I don't know how (or if it's possible) to post equations on this board, so please see the attached PDF.
One quick note: I've met more than a few people that use "odds of" and "probability of" interchangeably. This is wrong. The odds of event A occurring is given by:
Probability(A) : Probability(not A)
The x : y notation is deliberately used instead of x/y to avoid confusing odds with probability.
darkknight512
04-30-2010, 01:01 AM
Very interesting problem. This reminds me of this question imagine if you were a cell phone producer "If you have a 1% chance of producing a broken cell phone, what is the chance of making 100 cell phones in a row without having one faulty one?"
I was actually unsure of the answer, I suspected it to be 0.99 to the power of 100 but was unsure, so I wrote a simulator in C++ that simulated this problem 1 million times (user settable), and sure enough it was 0.366 (Aprox 0.99^100)
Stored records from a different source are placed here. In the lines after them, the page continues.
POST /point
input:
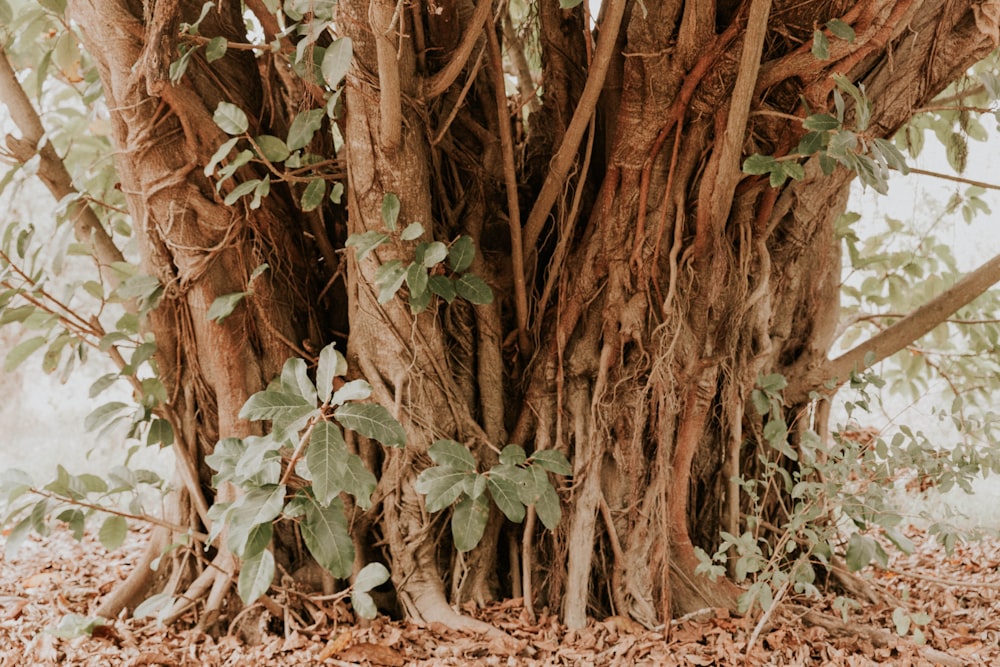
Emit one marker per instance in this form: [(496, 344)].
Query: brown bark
[(665, 280)]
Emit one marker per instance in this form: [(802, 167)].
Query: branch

People are easily fooled by probability because the math behind it can be quite complex in the end.
timestreamer
04-30-2010, 01:48 AM
This reminds me of this question imagine if you were a cell phone producer "If you have a 1% chance of producing a broken cell phone, what is the chance of making 100 cell phones in a row without having one faulty one?"
I was actually unsure of the answer, I suspected it to be 0.99 to the power of 100 but was unsure, so I wrote a simulator in C++ that simulated this problem 1 million times (user settable), and sure enough it was 0.366 (Aprox 0.99^100)
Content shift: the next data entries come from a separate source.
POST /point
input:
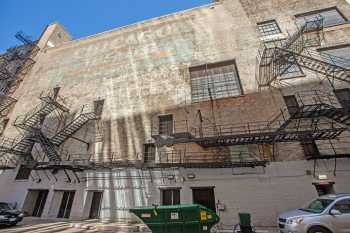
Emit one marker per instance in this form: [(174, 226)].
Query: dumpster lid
[(170, 206)]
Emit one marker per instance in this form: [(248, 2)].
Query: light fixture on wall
[(191, 176)]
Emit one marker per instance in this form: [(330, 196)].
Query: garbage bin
[(192, 218), (245, 222)]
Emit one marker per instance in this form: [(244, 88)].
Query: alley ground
[(36, 225)]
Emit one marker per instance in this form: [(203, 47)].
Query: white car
[(326, 214)]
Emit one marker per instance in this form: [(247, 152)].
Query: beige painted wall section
[(142, 70)]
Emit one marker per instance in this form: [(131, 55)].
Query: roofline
[(132, 25)]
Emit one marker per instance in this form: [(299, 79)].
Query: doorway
[(324, 188), (204, 196), (66, 204), (35, 202), (95, 205)]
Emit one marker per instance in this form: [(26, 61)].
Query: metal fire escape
[(276, 58), (318, 116), (30, 124), (87, 114)]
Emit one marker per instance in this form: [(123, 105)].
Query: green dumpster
[(191, 218), (245, 222), (244, 219)]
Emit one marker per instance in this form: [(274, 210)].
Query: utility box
[(192, 218)]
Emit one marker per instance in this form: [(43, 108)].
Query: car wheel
[(318, 230)]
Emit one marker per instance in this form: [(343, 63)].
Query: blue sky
[(80, 17)]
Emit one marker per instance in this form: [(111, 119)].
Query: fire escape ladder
[(317, 63), (71, 128), (271, 61), (5, 103), (33, 118)]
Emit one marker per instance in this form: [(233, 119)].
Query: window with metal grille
[(268, 28), (292, 71), (331, 17), (149, 152), (23, 173), (215, 81), (166, 125), (171, 196), (338, 55), (310, 149)]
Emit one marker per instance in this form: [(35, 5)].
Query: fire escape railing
[(316, 118), (271, 61)]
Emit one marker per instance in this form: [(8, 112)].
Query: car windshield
[(318, 205), (4, 206)]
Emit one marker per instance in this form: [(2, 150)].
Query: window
[(166, 125), (310, 149), (292, 71), (331, 17), (343, 96), (215, 81), (269, 28), (149, 152), (343, 206), (318, 205), (23, 173), (339, 55), (170, 196), (292, 104)]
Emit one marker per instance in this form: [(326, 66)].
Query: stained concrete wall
[(279, 187), (141, 71)]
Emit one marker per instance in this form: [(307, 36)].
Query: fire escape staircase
[(87, 114), (32, 119), (299, 124), (48, 147)]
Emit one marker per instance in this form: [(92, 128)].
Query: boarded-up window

Your example is also interesting. If we assume that each phone has the same 1% defect chance independent of the other phones (i.e. it's not a systemic problem like a malfunctioning device in the assembly line) then we can use the binomial distribution I mentioned in my previous post.
The probabilities for a 100 unit production run are (approximately):
0 defective: 0.366032341
1 defective: 0.369729638
2 defective: 0.184864819
3 defective: 0.060999166
4 defective: 0.014941715
5 defective: 0.002897787
6-100 defective: 0.000534534
latrine
04-30-2010, 05:07 AM
Another simple way to think of the problems is with combinations, although it's harder to do for the first problem because of the large numbers involved. And again the easiest thing to do is consider the case where the combination contains the complement to the desired outcome.
For the face cards you're trying to find how many combinations of 3 cards can contain a face card. The total number of combinations is 52 choose 3 = 22100. The number of combinations without a face card is 40 choose 3 = 9880. The probability of getting at least one face card is (22100 - 9880) / 22100 which is 47/85 as mentioned above.
For the queens you're trying to find how many combinations of 2 cards can contain a queen. The total number of combinations is 6 choose 2 = 15. The number of combinations without a queen is 4 choose 2 = 6. The number of combinations with at least one queen is 15 - 6 = 9. So the odds are 9:6 or 3:2.